The 2014 Ohio State football team would have never won a national title without the massive contribution from the 2013 recruiting class. That team featured second-year players in J.T. Barrett, Ezekiel Elliott, Jalin Marshall, Billy Price, Joey Bosa, Darron Lee, Eli Apple, Vonn Bell, and others.

This year, some of those second-year players who will be relied upon are J.K. Dobbins, Chase Young, Jeff Okudah, Isaiah Pryor or Amir Riep, Baron Browning, Thayer Munford, Shaun Wade, and several others. Even though they may not all be starters, they will all contribute each Saturday and create the depth that a championship team needs.

Meyer was very high on the 2017 class from the day they signed. He touted their maturity and their work ethic. We saw a little bit of that last season, but it will be on full display in 2018. He is as excited to see what this class can do as the fans are.

5. Zone 6 can’t get comfortable.

It was a big deal that every Ohio State upperclassman returned at receiver this year.
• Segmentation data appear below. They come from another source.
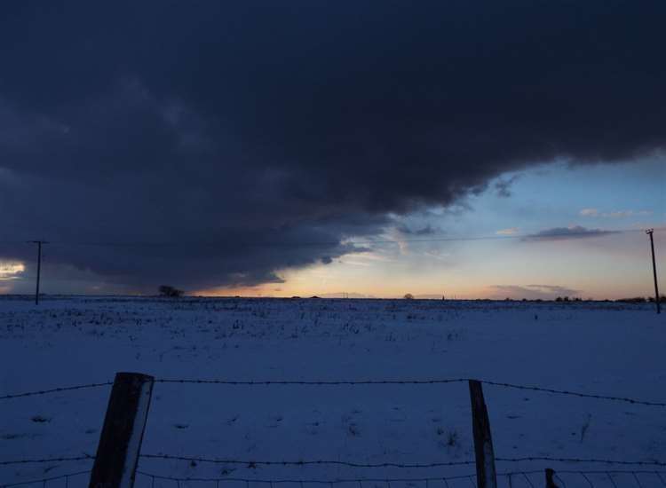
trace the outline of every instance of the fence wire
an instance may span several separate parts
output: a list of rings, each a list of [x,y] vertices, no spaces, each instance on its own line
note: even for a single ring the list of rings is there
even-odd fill
[[[84,384],[84,385],[53,388],[51,390],[38,390],[36,391],[28,391],[25,393],[14,393],[12,395],[4,395],[0,397],[0,400],[10,400],[12,398],[20,398],[23,397],[35,397],[37,395],[48,395],[50,393],[60,393],[62,391],[73,391],[75,390],[86,390],[89,388],[99,388],[102,386],[111,386],[113,384],[114,384],[113,382],[104,382],[102,383],[89,383],[89,384]]]
[[[57,480],[64,480],[65,486],[68,488],[69,486],[69,481],[71,478],[75,476],[83,476],[83,475],[90,475],[91,470],[87,471],[78,471],[76,473],[67,473],[67,475],[59,475],[57,476],[51,476],[48,478],[40,478],[40,479],[32,479],[28,481],[20,481],[17,483],[10,483],[10,484],[0,484],[0,488],[10,488],[12,486],[24,486],[27,484],[41,484],[44,488],[48,488],[48,484],[50,482],[57,481]],[[87,484],[87,479],[86,479],[86,484]]]
[[[312,465],[330,465],[344,466],[345,468],[444,468],[452,466],[473,466],[474,460],[457,460],[449,462],[431,462],[431,463],[397,463],[397,462],[380,462],[380,463],[360,463],[344,460],[235,460],[235,459],[218,459],[204,458],[196,456],[182,456],[172,454],[139,454],[142,459],[150,460],[183,460],[195,461],[211,464],[240,464],[248,468],[257,466],[312,466]],[[609,460],[599,458],[556,458],[549,456],[534,456],[523,458],[502,458],[496,457],[497,462],[526,462],[526,461],[549,461],[549,462],[570,462],[583,464],[608,464],[622,466],[655,466],[666,467],[666,461],[661,460]]]
[[[535,488],[544,484],[544,469],[531,471],[508,471],[497,473],[498,485],[508,486],[509,488]],[[75,481],[80,482],[80,485],[87,485],[88,477],[83,478],[83,475],[90,475],[91,470],[67,473],[45,478],[30,479],[28,481],[1,484],[0,488],[12,488],[14,486],[26,486],[31,484],[41,485],[42,488],[53,486],[53,482],[62,480],[63,484],[58,484],[58,486],[70,488],[72,478],[81,476]],[[464,480],[469,486],[476,488],[476,474],[447,476],[427,476],[427,477],[349,477],[349,478],[246,478],[246,477],[201,477],[201,476],[176,476],[170,475],[158,475],[148,473],[141,469],[137,470],[137,475],[143,476],[149,482],[151,488],[155,488],[156,481],[168,481],[175,483],[178,488],[181,488],[181,484],[197,484],[205,483],[207,487],[215,484],[216,488],[219,488],[222,484],[236,484],[243,488],[250,488],[250,484],[296,484],[300,488],[305,488],[305,484],[328,484],[334,488],[337,484],[352,484],[354,488],[365,488],[368,484],[372,484],[373,488],[379,485],[381,488],[394,488],[392,484],[403,484],[408,487],[415,488],[435,488],[437,484],[441,488],[451,488],[449,482]],[[559,470],[554,472],[554,481],[558,488],[574,488],[574,487],[589,487],[589,488],[656,488],[666,487],[666,471],[650,471],[650,470]],[[628,480],[631,480],[628,482]],[[467,484],[465,484],[467,485]]]
[[[179,384],[217,384],[217,385],[229,385],[229,386],[364,386],[364,385],[426,385],[426,384],[449,384],[449,383],[461,383],[468,382],[470,381],[478,381],[483,384],[522,390],[529,391],[538,391],[543,393],[550,393],[553,395],[562,395],[569,397],[578,397],[583,398],[594,398],[599,400],[608,400],[615,402],[629,403],[632,405],[641,405],[646,406],[659,406],[666,407],[666,402],[654,402],[647,401],[637,398],[631,398],[629,397],[617,397],[608,395],[598,395],[594,393],[582,393],[579,391],[571,391],[567,390],[555,390],[551,388],[544,388],[541,386],[534,385],[521,385],[516,383],[507,383],[500,382],[493,382],[489,380],[474,380],[473,378],[443,378],[443,379],[428,379],[428,380],[339,380],[339,381],[301,381],[301,380],[268,380],[268,381],[240,381],[240,380],[218,380],[218,379],[171,379],[171,378],[157,378],[155,380],[155,383],[179,383]],[[50,393],[60,393],[63,391],[71,391],[75,390],[84,390],[90,388],[99,388],[102,386],[113,385],[113,382],[104,382],[100,383],[90,383],[77,386],[54,388],[52,390],[41,390],[36,391],[29,391],[24,393],[16,393],[11,395],[4,395],[0,397],[0,400],[8,400],[12,398],[32,397],[36,395],[47,395]]]

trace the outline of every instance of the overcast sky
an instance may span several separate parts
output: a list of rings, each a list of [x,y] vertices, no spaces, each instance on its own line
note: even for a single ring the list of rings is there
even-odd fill
[[[3,2],[0,293],[649,295],[664,18]]]

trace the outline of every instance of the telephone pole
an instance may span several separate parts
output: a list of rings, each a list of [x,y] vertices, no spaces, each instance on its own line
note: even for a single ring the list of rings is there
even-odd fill
[[[657,265],[654,262],[654,240],[652,237],[654,229],[647,229],[646,233],[650,236],[650,248],[652,249],[652,273],[654,277],[654,303],[657,304],[657,313],[662,313],[662,307],[659,303],[659,285],[657,285]]]
[[[48,244],[45,240],[30,240],[32,244],[37,245],[37,287],[35,290],[35,304],[39,304],[39,279],[42,274],[42,244]]]

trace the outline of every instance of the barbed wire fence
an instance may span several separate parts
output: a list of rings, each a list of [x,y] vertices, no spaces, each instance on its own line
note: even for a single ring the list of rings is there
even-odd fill
[[[547,470],[508,471],[497,473],[497,485],[507,488],[536,488],[547,479]],[[653,488],[666,487],[666,471],[650,470],[551,470],[553,484],[546,488]],[[77,471],[46,478],[29,479],[17,483],[0,484],[0,488],[36,485],[42,488],[65,486],[75,488],[87,484],[91,470]],[[342,485],[349,488],[457,488],[477,487],[477,476],[460,475],[453,476],[429,477],[350,477],[350,478],[245,478],[245,477],[194,477],[173,476],[137,470],[136,485],[139,488],[183,488],[190,486],[259,488],[275,485],[291,485],[306,488],[310,485],[328,485],[330,488]]]
[[[614,403],[629,403],[631,405],[642,405],[646,407],[656,407],[665,408],[666,402],[657,402],[645,400],[641,398],[633,398],[629,397],[621,396],[611,396],[611,395],[600,395],[597,393],[588,393],[580,391],[572,391],[566,390],[556,390],[551,388],[546,388],[542,386],[535,385],[521,385],[516,383],[502,382],[489,380],[473,380],[469,378],[443,378],[443,379],[411,379],[411,380],[339,380],[339,381],[236,381],[236,380],[225,380],[225,379],[174,379],[174,378],[152,378],[149,376],[140,375],[142,378],[139,383],[143,384],[147,382],[146,378],[150,378],[149,382],[151,384],[151,393],[153,383],[179,383],[179,384],[199,384],[199,385],[224,385],[224,386],[351,386],[360,387],[368,385],[428,385],[428,384],[451,384],[451,383],[462,383],[477,382],[480,384],[485,384],[490,387],[519,390],[529,390],[539,393],[544,393],[549,395],[558,396],[567,396],[583,398],[591,398],[595,400],[608,401]],[[27,398],[36,396],[52,395],[56,393],[68,393],[75,390],[91,390],[101,387],[114,386],[116,387],[118,382],[118,376],[115,382],[101,382],[97,383],[87,383],[74,386],[65,386],[52,389],[44,389],[27,392],[20,392],[14,394],[7,394],[0,396],[2,401],[12,401],[18,398]],[[139,386],[141,386],[139,384]],[[109,409],[112,405],[113,400],[113,390],[111,399],[109,400]],[[472,412],[472,413],[474,413]],[[107,412],[108,416],[108,412]],[[107,421],[105,421],[106,423]],[[101,444],[101,440],[100,440]],[[99,455],[99,452],[98,452]],[[524,463],[524,462],[535,462],[540,463],[568,463],[568,464],[578,464],[578,465],[591,465],[591,464],[602,464],[607,466],[622,466],[626,467],[624,469],[598,469],[598,470],[571,470],[563,469],[559,470],[553,475],[555,477],[552,479],[556,480],[557,486],[560,488],[570,488],[573,486],[587,486],[591,488],[604,487],[608,488],[619,488],[620,486],[627,486],[630,481],[630,485],[638,488],[647,488],[651,486],[660,486],[666,488],[666,460],[622,460],[622,459],[601,459],[601,458],[573,458],[573,457],[550,457],[550,456],[527,456],[527,457],[501,457],[493,456],[493,460],[499,463]],[[83,455],[83,456],[59,456],[51,458],[33,458],[33,459],[14,459],[14,460],[0,460],[0,466],[19,466],[27,464],[43,464],[43,463],[67,463],[67,462],[81,462],[81,461],[97,461],[98,456]],[[400,463],[400,462],[378,462],[378,463],[364,463],[355,462],[353,460],[240,460],[240,459],[218,459],[212,457],[197,457],[197,456],[184,456],[175,455],[169,453],[137,453],[138,460],[175,460],[184,461],[190,463],[190,466],[196,465],[196,463],[211,463],[211,464],[238,464],[244,465],[248,468],[256,468],[258,466],[292,466],[292,467],[302,467],[302,466],[338,466],[345,467],[350,468],[406,468],[406,469],[434,469],[441,468],[454,468],[454,467],[465,467],[465,466],[479,466],[479,460],[456,460],[456,461],[443,461],[443,462],[431,462],[431,463]],[[194,464],[193,464],[194,463]],[[637,467],[641,468],[641,470],[636,470]],[[647,469],[647,468],[651,469]],[[42,484],[43,488],[47,488],[48,484],[59,484],[60,486],[64,485],[65,488],[70,488],[70,482],[81,484],[83,479],[86,477],[83,475],[91,475],[92,470],[87,471],[77,471],[66,475],[59,475],[56,476],[40,478],[36,480],[21,481],[12,484],[0,484],[2,488],[9,488],[12,486],[20,485],[30,485],[30,484]],[[392,478],[382,478],[382,477],[367,477],[367,478],[344,478],[344,479],[316,479],[316,478],[303,478],[303,479],[279,479],[279,478],[231,478],[231,477],[219,477],[219,478],[204,478],[204,477],[177,477],[164,474],[148,473],[143,471],[139,466],[139,469],[137,471],[139,475],[138,480],[144,483],[145,486],[150,486],[150,488],[156,488],[162,485],[168,486],[165,484],[167,482],[176,484],[177,488],[181,487],[181,484],[192,485],[195,483],[206,483],[206,484],[216,484],[216,488],[218,488],[220,484],[235,483],[236,484],[242,487],[244,484],[245,487],[248,488],[250,484],[297,484],[298,488],[305,488],[305,484],[328,484],[331,488],[335,488],[336,485],[339,484],[353,484],[358,488],[378,488],[378,485],[383,487],[395,488],[393,485],[402,484],[405,487],[418,488],[423,486],[424,488],[435,488],[436,484],[444,488],[453,488],[449,486],[449,483],[459,484],[466,483],[467,485],[472,484],[473,486],[478,485],[478,474],[471,474],[465,476],[422,476],[417,478],[408,478],[408,477],[392,477]],[[543,471],[534,470],[534,471],[510,471],[503,472],[495,475],[499,480],[497,483],[503,486],[508,486],[509,488],[520,488],[520,484],[525,487],[534,488],[535,486],[543,484]],[[143,478],[142,480],[139,478]],[[145,484],[146,482],[149,482],[149,484]],[[584,484],[581,484],[584,483]],[[551,486],[550,488],[552,488]]]

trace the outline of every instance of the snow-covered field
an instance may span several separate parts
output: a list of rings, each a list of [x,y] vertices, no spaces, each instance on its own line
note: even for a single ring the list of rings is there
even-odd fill
[[[0,396],[156,378],[479,378],[666,401],[666,315],[605,303],[78,297],[0,298]],[[0,400],[0,461],[95,454],[110,387]],[[496,455],[666,461],[666,408],[485,385]],[[207,459],[438,463],[474,459],[464,382],[234,386],[156,383],[143,453]],[[91,460],[0,465],[0,484],[90,469]],[[666,466],[498,461],[497,471],[664,471]],[[350,468],[142,459],[181,478],[434,478],[474,466]],[[590,486],[560,475],[567,488]],[[594,486],[664,486],[657,475],[588,475]],[[666,476],[662,475],[666,478]],[[64,479],[47,488],[65,486]],[[543,475],[511,486],[543,485]],[[85,476],[67,480],[83,486]],[[448,482],[470,488],[472,480]],[[137,485],[151,486],[139,476]],[[39,484],[42,484],[41,483]],[[215,482],[157,479],[155,486]],[[247,488],[243,482],[234,486]],[[286,486],[285,486],[286,484]],[[313,484],[304,484],[315,486]],[[340,484],[343,488],[359,486]],[[391,488],[424,482],[389,484]],[[429,482],[432,488],[441,486]],[[500,478],[508,485],[508,478]],[[361,484],[383,486],[386,484]],[[227,484],[224,484],[227,486]],[[268,486],[248,484],[249,488]],[[299,488],[298,484],[283,484]],[[301,487],[302,488],[302,487]],[[305,486],[309,488],[309,486]]]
Most of the draft-eligible receivers were weighing their options, and each of them decided to return. This season will be an opportunity for them to improve their respective draft stocks, which should keep them from taking it easy in 2018.

Another factor in keeping them from getting too comfortable are fellow receivers Jaylen Harris, Ellijah Gardiner, C.J. Saunders, and Demario McCall. As Zach Smith said this week, all it takes for those guys to get on the field is to beat somebody out. In that sense, every job is open. Sure, there are a lot of returners with experience, but the best players are going to play.

If Harris proves that he’s better than Binjimen Victor or Austin Mack, then he’s going to play. Or, if they show that they are as good as those guys, a place can be found for them. And, as Saunders said this week, if there are specific things that they can do on specific plays better than others, they can have a role in that way as well. This is a deep group of receivers that has gotten even deeper.

As Meyer said, however, it is time for these guys to go from good to elite.